Richards appeared to embody freedom, wealth and beauty while privately losing autonomy over nearly every aspect of his life. Director Chris Smith, who previously worked on 'Tiger King,' said the contrast was what initially drew him to the story.
'I've never found cult stories that interesting,' Smith said. 'But this one felt different because of the dual life.'
Abuse Allegations Reach Beyond The Film
The documentary also revisits allegations of manipulation and sexual abuse surrounding Von Mierers, including accounts involving teenagers and young men moving through New York's nightlife and modelling scenes during the Studio 54 era.
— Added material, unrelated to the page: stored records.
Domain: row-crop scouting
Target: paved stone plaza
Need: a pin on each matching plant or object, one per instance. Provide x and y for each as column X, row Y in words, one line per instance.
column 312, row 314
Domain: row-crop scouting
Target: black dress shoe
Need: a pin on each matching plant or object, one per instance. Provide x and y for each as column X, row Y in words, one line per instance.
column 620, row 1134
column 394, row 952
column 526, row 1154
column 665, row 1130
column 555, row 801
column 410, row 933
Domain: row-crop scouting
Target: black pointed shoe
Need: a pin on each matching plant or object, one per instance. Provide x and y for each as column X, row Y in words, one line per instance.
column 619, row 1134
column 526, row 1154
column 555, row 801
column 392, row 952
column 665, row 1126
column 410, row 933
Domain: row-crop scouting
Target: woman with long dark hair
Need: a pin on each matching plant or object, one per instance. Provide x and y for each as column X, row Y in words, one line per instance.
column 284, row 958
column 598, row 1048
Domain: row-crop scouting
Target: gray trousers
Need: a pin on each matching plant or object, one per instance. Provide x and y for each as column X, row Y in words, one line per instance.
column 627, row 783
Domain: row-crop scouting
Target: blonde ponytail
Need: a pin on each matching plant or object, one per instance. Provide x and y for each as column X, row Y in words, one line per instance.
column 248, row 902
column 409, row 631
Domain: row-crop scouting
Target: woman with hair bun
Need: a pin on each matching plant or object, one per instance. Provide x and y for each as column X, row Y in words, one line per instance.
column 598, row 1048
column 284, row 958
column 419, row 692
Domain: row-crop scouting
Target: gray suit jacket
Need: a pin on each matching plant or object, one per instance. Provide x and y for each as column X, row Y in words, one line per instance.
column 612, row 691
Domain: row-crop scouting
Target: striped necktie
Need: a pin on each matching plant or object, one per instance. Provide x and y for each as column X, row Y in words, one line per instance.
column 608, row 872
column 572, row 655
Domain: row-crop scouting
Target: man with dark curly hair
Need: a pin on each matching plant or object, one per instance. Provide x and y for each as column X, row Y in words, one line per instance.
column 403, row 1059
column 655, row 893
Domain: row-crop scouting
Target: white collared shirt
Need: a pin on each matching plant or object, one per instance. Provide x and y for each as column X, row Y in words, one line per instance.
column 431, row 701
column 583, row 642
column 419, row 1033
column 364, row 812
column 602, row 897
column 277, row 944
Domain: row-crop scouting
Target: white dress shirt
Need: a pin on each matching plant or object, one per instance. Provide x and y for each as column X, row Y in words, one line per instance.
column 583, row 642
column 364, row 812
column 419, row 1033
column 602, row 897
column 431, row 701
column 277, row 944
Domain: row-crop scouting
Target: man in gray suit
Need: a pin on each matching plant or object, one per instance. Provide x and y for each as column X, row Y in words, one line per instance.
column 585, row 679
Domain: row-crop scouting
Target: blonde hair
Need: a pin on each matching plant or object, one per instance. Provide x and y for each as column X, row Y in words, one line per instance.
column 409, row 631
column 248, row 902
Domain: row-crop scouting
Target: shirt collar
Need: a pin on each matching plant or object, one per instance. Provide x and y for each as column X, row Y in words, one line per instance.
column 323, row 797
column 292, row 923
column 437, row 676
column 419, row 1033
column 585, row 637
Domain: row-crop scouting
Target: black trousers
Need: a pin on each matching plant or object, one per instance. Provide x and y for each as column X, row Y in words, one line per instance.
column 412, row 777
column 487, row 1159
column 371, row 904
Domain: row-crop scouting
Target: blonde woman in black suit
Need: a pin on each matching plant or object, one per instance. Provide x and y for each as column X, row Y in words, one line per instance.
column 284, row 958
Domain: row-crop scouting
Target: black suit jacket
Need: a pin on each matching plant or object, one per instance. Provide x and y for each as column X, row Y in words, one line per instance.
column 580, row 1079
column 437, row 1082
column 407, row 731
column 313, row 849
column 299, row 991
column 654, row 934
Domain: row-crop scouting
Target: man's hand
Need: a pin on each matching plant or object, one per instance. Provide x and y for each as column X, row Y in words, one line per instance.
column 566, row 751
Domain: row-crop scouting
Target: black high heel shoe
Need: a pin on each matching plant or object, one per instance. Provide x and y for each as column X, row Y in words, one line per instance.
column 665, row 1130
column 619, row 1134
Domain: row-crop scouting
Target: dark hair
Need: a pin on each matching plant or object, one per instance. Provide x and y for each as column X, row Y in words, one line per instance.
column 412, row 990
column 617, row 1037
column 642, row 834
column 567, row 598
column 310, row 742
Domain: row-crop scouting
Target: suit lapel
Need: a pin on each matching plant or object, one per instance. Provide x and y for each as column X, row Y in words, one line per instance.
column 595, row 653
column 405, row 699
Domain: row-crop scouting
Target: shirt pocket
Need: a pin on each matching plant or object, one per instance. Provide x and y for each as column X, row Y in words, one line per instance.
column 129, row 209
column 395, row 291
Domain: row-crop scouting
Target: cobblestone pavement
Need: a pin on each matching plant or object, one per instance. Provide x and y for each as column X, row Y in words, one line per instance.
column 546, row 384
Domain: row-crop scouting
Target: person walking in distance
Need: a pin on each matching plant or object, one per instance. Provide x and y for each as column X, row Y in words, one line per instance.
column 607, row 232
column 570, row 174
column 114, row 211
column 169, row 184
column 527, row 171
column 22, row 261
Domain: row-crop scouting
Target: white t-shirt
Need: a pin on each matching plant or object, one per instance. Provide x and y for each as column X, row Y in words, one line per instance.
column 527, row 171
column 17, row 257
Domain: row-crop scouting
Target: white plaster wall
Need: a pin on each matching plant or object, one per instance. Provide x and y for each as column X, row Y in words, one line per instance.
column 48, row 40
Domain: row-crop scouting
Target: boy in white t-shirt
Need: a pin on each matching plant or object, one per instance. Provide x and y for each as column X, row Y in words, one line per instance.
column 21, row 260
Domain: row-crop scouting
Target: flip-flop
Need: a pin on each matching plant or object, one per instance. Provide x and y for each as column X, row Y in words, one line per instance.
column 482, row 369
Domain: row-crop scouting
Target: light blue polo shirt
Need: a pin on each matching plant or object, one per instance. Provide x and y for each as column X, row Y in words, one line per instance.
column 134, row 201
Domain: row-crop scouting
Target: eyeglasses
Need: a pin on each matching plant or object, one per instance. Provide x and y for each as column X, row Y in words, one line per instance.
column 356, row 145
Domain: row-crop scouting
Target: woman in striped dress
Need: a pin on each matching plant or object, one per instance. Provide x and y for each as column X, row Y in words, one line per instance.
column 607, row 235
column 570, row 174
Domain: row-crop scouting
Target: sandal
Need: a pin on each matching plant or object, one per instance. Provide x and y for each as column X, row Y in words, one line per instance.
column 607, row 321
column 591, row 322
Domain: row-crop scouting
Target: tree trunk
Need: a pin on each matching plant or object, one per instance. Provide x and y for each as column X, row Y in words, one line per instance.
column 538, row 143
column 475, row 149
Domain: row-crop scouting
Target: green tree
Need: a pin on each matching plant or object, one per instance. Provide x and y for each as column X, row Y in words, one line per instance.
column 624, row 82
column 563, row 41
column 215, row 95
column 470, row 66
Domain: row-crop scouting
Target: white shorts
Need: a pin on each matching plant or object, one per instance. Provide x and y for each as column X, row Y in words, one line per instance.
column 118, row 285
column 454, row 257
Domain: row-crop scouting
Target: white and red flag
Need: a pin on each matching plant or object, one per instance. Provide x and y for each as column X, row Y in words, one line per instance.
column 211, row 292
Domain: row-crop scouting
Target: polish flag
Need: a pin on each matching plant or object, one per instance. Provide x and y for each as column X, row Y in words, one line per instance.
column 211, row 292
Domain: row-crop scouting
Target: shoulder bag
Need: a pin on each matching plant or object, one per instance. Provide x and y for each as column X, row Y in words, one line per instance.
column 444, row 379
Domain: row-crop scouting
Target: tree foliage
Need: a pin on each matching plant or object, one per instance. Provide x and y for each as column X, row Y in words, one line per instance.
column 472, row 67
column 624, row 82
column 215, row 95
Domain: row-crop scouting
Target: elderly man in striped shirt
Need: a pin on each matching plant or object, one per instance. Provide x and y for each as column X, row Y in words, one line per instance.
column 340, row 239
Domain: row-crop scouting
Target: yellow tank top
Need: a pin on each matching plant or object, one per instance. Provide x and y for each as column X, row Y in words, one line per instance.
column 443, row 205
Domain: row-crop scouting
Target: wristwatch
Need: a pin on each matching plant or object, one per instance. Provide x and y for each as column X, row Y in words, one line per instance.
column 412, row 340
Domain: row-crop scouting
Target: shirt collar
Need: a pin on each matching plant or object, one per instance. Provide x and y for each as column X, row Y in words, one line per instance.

Among those discussed are Richard and Robert Dupont, twins connected to the city's social scene who separately encountered Von Mierers as teenagers. Robert Dupont later alleged he experienced repeated sexual abuse while living with him.
Fashion during the 1980s often blurred professional boundaries with celebrity culture, nightlife and personal dependency. 'Bring Me the Beauties' argues that Von Mierers exploited precisely those conditions.
The Cult Survived Long After Its Founder Died
Following Von Mierers' death in 1990, remaining members relocated to North Carolina near Asheville, where they prepared for an apocalypse the cult predicted would arrive in 1999.
Members reportedly stockpiled food, guns and gold while waiting for civilisation to collapse and spacecraft to arrive.
Richards eventually began questioning the prophecies after years travelling internationally for modelling work and observing that the catastrophic events repeatedly predicted by the group were never materialising.
Leaving proved psychologically difficult. Richards later described experiencing humiliation and emotional abuse from remaining leaders before finally escaping in 1999 with help from fellow model Fabio, who flew him to Los Angeles and offered him a place to stay.
Today, Richards works as a cult exit counsellor helping families recover loved ones from high-control groups.